Manafort to be sentenced in February as former Trump campaign chair reportedly in poor health

Impact

Paul Manafort will reportedly be sentenced in February after being convicted on eight charges stemming from special counsel Robert Mueller’s Russia probe.

The former Trump campaign chairman showed up to court Friday in a wheelchair, according to reports, and his attorney asked a federal judge to speed up his sentencing due to “significant issues with Mr. Manafort’s health right now that have to do with his confinement.”

Manafort, 69, was found guilty in August on eight counts of bank and tax fraud.

The conviction was a major victory for Mueller, who has been investigating possible conspiracy between President Donald Trump’s 2016 campaign and the Kremlin for more than a year.

Trump, who has long cast the Russia investigation as a “witch hunt,” expressed sympathy for Manafort at the time and praised his former campaign chairman for not cutting a deal with the feds — as his former longtime lawyer, Michael Cohen, did the same day Manafort was convicted.

“Unlike Michael Cohen, he refused to ‘break,’” Trump tweeted at the time. “Such respect for a brave man!”

But in September, Manafort pleaded guilty to a second round of charges from the Mueller probe and agreed to cooperate with the special counsel’s team.

According to CNN on Wednesday, Manafort has met with Mueller at least nine times over the course of the last month.

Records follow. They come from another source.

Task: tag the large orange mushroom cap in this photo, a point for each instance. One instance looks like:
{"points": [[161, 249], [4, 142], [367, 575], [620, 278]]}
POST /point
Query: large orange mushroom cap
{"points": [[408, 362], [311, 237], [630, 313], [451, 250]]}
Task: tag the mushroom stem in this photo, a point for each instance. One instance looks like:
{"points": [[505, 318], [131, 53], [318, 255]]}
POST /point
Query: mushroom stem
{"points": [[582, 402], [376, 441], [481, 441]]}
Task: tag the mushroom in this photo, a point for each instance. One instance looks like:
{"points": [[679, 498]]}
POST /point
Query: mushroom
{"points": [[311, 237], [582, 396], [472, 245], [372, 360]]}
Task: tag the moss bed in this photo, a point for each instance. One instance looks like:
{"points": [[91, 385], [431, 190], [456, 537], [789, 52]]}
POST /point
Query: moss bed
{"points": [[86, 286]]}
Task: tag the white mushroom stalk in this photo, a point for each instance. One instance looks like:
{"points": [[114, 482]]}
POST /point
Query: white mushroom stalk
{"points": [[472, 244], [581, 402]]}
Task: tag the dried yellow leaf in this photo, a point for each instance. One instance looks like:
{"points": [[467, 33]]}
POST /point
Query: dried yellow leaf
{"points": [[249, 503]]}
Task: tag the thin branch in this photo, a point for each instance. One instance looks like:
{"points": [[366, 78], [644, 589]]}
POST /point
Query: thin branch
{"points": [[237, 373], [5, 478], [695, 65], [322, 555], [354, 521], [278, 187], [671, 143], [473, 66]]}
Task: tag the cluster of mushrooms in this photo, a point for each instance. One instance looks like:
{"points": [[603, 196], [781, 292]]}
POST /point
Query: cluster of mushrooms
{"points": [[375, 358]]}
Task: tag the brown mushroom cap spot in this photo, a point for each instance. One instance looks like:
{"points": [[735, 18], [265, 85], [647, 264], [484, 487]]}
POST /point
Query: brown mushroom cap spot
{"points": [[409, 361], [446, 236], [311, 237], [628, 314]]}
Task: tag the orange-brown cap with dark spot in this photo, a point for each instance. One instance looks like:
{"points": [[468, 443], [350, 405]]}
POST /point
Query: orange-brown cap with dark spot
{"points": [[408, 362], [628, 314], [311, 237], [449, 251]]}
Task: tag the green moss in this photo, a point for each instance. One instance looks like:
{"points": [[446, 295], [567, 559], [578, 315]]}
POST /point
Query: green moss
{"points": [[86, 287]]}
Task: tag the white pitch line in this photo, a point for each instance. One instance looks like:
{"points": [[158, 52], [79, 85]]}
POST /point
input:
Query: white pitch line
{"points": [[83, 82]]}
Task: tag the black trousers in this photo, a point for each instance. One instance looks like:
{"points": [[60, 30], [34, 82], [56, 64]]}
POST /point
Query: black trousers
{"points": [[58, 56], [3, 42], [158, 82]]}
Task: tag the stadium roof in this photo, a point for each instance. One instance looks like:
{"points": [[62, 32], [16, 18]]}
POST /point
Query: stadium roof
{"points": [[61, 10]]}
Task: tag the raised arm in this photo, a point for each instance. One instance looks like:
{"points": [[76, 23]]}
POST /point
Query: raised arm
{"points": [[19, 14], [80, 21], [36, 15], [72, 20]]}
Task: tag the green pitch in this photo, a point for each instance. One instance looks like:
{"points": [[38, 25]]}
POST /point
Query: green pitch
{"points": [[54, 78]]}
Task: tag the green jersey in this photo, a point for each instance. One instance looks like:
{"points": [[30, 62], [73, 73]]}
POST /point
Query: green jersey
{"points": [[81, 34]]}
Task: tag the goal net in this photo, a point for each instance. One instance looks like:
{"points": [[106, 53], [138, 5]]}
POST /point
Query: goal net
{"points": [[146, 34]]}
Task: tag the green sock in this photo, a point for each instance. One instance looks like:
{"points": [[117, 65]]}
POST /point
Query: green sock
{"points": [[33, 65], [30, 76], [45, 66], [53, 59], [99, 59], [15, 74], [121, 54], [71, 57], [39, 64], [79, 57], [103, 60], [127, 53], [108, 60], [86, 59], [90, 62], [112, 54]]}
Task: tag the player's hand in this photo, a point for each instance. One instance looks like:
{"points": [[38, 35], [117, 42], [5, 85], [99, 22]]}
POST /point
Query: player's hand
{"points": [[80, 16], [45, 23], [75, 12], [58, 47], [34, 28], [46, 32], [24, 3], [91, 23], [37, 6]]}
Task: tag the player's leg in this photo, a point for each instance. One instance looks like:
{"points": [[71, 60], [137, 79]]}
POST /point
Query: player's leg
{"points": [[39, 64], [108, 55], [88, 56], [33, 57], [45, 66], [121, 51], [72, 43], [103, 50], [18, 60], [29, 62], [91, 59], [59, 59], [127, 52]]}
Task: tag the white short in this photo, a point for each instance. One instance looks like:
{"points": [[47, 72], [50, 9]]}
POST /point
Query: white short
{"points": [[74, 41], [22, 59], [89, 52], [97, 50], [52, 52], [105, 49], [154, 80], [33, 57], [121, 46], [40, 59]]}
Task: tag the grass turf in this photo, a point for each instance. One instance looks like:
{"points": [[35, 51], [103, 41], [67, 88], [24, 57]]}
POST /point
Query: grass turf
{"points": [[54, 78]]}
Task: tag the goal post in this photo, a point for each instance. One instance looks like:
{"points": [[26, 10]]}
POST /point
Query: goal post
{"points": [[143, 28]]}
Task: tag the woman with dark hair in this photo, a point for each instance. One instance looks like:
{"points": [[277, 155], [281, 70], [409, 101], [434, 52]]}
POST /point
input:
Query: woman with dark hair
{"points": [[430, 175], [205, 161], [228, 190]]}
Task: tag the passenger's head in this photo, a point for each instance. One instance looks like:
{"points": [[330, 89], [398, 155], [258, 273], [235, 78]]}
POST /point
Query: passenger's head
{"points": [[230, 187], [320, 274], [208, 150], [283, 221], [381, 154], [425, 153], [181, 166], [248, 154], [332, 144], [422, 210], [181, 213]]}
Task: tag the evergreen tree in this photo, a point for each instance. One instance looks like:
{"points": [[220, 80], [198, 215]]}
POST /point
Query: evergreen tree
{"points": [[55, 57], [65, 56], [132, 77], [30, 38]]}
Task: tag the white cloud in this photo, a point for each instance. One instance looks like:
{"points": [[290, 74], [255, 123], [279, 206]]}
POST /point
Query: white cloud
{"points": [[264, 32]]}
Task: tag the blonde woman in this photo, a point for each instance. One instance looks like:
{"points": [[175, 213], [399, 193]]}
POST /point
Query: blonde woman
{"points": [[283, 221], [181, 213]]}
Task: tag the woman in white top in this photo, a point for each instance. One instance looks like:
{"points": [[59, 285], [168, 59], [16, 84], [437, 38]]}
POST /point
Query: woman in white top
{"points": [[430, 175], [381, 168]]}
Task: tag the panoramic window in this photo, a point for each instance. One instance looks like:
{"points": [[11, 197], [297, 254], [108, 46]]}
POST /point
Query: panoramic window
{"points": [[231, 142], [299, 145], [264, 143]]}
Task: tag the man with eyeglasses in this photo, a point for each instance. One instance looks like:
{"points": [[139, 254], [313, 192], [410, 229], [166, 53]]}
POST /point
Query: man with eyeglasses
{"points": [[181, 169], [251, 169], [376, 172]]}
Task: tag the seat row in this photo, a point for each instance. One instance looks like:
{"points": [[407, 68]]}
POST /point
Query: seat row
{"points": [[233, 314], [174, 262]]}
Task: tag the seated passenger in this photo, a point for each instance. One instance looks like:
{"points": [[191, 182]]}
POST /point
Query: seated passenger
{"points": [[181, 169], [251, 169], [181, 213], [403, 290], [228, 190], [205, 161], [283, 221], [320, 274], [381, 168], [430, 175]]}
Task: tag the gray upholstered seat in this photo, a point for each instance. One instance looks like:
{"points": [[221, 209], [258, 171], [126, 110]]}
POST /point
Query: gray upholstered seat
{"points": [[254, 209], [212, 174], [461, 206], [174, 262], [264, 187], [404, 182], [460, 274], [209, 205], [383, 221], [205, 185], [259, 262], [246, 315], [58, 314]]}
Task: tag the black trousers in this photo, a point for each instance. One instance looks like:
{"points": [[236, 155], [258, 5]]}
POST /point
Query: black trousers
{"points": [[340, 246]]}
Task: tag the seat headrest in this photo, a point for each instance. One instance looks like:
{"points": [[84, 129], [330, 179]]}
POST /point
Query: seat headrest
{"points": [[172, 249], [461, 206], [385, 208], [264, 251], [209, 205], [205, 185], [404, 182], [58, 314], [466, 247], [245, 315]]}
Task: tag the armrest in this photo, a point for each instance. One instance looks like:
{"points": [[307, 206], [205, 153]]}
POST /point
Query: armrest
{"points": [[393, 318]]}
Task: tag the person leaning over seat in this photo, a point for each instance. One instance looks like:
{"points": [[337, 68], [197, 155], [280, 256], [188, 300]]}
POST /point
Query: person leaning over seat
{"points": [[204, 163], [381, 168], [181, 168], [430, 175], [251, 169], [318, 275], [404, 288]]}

Manafort ran the Trump campaign during the summer of 2016 — a period that included the Republican National Convention, when Trump secured the GOP nomination — but resigned that August amid heightened scrutiny of his work for pro-Russian interests in Ukraine.

He and his former deputy, Rick Gates, were indicted in the Mueller probe in October 2017.

Gates cut a plea deal with Mueller in February and served as the prosecution’s star witness in Manafort’s Virginia trial in August.

Manafort is one of several members of Trump’s inner circle to be brought down by Mueller, who is expected to release his findings on questions of collusion and obstruction of justice following next month’s midterm elections.

Manafort could face about 10 years in prison. He will be sentenced Feb. 8, 2019.